As mentioned in the article, this global production of plastics increased from 2 million tons in 1950 to 400 million in 2015 alone, representing growth that exceeds most man-made materials. In fact, it will only be behind raw materials used in the construction sector, such as steel and cement.

The main problem is that the “life time” of a package, bag or other plastic product is much smaller than something built of cement and/or steel. According to Roland Geyer, lead author of the paper, “half of all plastics turns into trash after four or less years of use”.

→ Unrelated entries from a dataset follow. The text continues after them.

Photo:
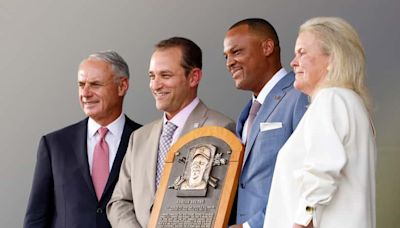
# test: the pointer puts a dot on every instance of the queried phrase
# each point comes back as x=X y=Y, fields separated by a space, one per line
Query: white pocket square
x=267 y=126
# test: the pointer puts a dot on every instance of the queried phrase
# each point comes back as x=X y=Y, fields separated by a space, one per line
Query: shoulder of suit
x=73 y=128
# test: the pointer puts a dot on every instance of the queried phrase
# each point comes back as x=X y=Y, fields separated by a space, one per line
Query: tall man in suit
x=252 y=52
x=77 y=168
x=174 y=73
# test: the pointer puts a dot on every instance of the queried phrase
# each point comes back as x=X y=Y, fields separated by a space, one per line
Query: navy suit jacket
x=62 y=194
x=283 y=104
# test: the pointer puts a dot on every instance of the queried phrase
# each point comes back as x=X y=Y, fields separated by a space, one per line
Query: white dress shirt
x=180 y=118
x=113 y=138
x=325 y=173
x=263 y=94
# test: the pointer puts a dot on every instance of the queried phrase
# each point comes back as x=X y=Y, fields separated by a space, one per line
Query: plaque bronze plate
x=199 y=181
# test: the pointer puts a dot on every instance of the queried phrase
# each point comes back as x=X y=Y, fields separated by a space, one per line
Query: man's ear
x=195 y=77
x=123 y=86
x=268 y=46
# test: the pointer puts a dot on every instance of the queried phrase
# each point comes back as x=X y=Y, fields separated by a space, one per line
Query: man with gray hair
x=78 y=166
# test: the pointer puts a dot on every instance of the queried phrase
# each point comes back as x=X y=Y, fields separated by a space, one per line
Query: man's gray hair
x=118 y=64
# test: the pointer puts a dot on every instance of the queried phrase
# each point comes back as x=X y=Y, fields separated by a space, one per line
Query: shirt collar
x=115 y=128
x=180 y=118
x=269 y=85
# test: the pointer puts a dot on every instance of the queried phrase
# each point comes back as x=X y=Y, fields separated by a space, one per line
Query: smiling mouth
x=160 y=94
x=235 y=71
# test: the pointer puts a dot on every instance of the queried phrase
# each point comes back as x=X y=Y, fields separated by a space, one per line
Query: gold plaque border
x=228 y=191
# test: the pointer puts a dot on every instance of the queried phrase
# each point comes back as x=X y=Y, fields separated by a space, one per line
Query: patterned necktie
x=100 y=168
x=252 y=115
x=163 y=147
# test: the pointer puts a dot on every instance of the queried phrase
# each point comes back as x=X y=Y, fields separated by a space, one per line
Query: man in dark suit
x=77 y=168
x=252 y=52
x=174 y=73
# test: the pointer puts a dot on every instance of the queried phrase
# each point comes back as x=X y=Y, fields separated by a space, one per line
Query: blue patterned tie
x=163 y=147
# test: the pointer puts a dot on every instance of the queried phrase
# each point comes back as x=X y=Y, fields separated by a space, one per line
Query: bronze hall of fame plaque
x=199 y=181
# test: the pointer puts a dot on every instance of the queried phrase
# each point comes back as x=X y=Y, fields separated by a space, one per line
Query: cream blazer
x=326 y=170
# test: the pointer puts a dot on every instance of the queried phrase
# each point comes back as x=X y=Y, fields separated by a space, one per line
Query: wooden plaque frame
x=229 y=187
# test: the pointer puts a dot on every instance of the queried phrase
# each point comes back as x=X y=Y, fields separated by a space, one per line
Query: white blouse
x=326 y=170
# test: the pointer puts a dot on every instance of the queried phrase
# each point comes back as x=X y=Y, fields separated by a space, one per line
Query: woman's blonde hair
x=341 y=43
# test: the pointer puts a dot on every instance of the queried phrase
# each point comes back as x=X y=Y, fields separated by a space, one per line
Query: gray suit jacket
x=132 y=200
x=285 y=105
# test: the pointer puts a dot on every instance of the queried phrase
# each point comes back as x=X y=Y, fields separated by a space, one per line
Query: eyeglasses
x=96 y=84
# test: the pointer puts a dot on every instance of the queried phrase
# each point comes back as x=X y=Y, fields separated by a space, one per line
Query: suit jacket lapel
x=80 y=151
x=128 y=128
x=196 y=119
x=269 y=105
x=242 y=119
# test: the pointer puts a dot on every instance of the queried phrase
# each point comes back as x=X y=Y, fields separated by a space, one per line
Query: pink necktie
x=100 y=168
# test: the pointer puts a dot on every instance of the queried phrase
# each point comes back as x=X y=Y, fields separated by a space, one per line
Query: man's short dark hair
x=191 y=52
x=260 y=27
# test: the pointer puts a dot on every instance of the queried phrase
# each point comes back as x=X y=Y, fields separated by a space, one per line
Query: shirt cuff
x=305 y=213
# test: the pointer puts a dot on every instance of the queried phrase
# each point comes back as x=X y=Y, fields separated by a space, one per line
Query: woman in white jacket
x=325 y=173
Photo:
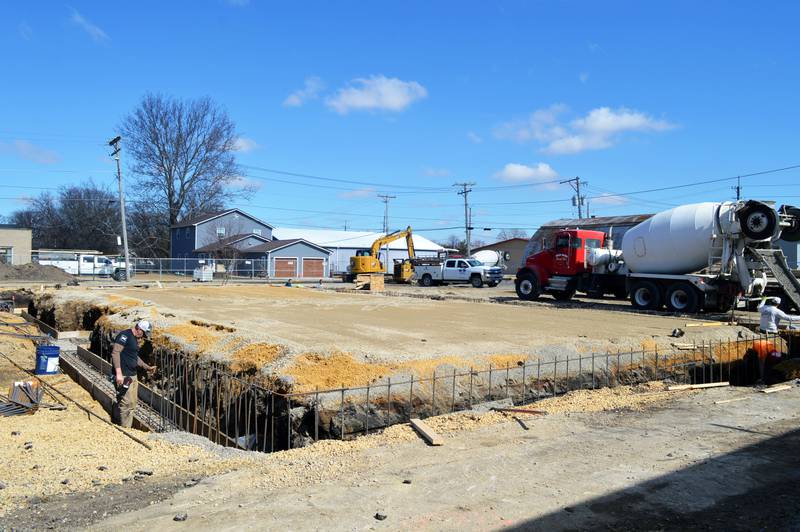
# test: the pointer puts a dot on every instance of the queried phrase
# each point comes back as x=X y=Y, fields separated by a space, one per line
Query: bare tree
x=182 y=154
x=82 y=216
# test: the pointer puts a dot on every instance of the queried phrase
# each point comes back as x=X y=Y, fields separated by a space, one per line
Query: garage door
x=313 y=268
x=285 y=267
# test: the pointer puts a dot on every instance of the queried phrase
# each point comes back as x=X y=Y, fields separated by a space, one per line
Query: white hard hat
x=144 y=326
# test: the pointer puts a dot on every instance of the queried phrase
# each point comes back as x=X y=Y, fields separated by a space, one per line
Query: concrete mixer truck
x=702 y=256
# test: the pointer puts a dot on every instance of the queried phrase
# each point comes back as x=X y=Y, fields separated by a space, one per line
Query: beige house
x=514 y=247
x=15 y=244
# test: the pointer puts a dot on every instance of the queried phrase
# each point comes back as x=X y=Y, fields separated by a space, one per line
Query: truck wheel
x=646 y=296
x=758 y=221
x=682 y=297
x=621 y=293
x=528 y=287
x=564 y=295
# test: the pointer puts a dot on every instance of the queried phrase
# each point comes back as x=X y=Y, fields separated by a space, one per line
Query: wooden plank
x=73 y=334
x=710 y=324
x=521 y=411
x=426 y=432
x=731 y=400
x=778 y=388
x=697 y=386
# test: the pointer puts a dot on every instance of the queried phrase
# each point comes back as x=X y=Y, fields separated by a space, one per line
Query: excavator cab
x=368 y=261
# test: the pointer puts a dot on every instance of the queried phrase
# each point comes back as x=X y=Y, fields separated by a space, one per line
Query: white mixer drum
x=676 y=241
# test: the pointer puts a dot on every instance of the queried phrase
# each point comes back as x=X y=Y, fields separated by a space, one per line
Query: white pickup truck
x=429 y=273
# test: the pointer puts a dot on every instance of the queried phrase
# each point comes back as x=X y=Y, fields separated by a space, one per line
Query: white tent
x=344 y=244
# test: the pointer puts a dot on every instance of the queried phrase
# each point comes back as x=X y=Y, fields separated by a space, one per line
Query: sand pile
x=34 y=272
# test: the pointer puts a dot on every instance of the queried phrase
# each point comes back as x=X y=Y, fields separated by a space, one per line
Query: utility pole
x=465 y=190
x=114 y=143
x=738 y=188
x=385 y=199
x=577 y=200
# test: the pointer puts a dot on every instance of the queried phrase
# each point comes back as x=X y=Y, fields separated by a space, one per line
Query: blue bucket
x=47 y=359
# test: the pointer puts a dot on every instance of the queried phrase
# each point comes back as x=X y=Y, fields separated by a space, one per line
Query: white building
x=344 y=244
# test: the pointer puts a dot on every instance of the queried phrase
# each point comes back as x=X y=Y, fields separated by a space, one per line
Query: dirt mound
x=33 y=272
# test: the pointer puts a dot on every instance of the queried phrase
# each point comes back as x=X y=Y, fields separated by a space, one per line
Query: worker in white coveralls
x=125 y=360
x=771 y=315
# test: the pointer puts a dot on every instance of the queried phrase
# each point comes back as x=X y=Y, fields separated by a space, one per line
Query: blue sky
x=411 y=97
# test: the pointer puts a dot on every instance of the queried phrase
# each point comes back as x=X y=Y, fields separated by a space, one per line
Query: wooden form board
x=697 y=386
x=426 y=432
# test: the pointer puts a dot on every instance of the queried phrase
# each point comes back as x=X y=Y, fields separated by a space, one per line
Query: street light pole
x=114 y=143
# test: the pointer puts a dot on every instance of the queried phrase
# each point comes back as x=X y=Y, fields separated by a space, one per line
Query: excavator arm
x=397 y=235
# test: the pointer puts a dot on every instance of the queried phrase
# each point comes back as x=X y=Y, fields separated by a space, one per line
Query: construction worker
x=125 y=360
x=771 y=315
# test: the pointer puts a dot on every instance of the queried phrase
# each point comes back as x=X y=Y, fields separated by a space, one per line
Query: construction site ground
x=323 y=338
x=625 y=459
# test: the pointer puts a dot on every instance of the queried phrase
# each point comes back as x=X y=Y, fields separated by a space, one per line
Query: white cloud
x=358 y=193
x=245 y=182
x=244 y=145
x=95 y=32
x=599 y=129
x=436 y=172
x=310 y=91
x=609 y=199
x=520 y=173
x=376 y=93
x=25 y=31
x=29 y=151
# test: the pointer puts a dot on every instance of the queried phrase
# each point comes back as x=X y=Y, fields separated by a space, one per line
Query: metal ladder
x=776 y=263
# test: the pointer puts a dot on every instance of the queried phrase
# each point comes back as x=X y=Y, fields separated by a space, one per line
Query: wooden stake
x=426 y=432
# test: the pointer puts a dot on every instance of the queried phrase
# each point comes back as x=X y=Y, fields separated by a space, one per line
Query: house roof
x=208 y=216
x=499 y=242
x=350 y=239
x=279 y=244
x=222 y=243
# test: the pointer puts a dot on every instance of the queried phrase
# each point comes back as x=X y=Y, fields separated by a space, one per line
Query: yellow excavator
x=368 y=261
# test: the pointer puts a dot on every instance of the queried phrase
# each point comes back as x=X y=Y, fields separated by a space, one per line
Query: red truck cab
x=560 y=266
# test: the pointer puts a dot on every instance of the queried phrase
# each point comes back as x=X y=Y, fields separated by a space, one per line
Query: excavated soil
x=34 y=272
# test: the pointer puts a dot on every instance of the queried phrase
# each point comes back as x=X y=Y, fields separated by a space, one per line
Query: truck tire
x=645 y=295
x=791 y=234
x=564 y=295
x=758 y=221
x=528 y=287
x=683 y=297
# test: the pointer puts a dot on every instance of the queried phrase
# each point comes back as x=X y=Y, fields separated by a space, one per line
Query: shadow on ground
x=754 y=488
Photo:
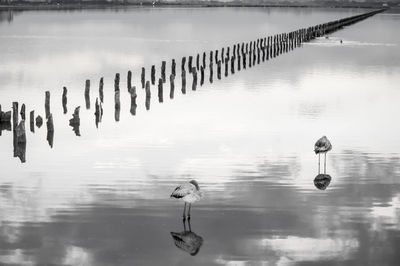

This study comes dressed as an alert and an appeal to create a basis “for the sustainable management of materials”. “Put simply, you cannot manage what you’re not measuring, so we believe that now that we have these numbers policy discussions will be more informed and supported by facts”, says Roland Geyer. In the year 2015, Portugal joined a group of countries that began to tax the lightweight plastic bags used in commerce, mainly in hypermarkets, and which started to cost 10 cents.

The measure was adopted in the expectation of reducing the use of an estimated 466 bags per capita per year to 50 bags per capita per year.

The same team of researchers had already published a study in the journal Science in 2015 that pointed to the impressive amounts of plastic that ends up depositing in the oceans. This study also noted that every year, between 5 and 13 million tons of plastic arrive in the oceans, with data referring to the year 2010 on 192 coastal countries.

At that time, one of the countries that most plastered the sea was China, with a value between 1.3 and 3.5 million tons.

The researchers do not advocate a total and definitive cleaning of plastics from the face of the earth, since there are areas where plastics are indispensable, but rather a “more critical analysis” of their use and value to understand where it makes sense to use plastic and where we can do without it.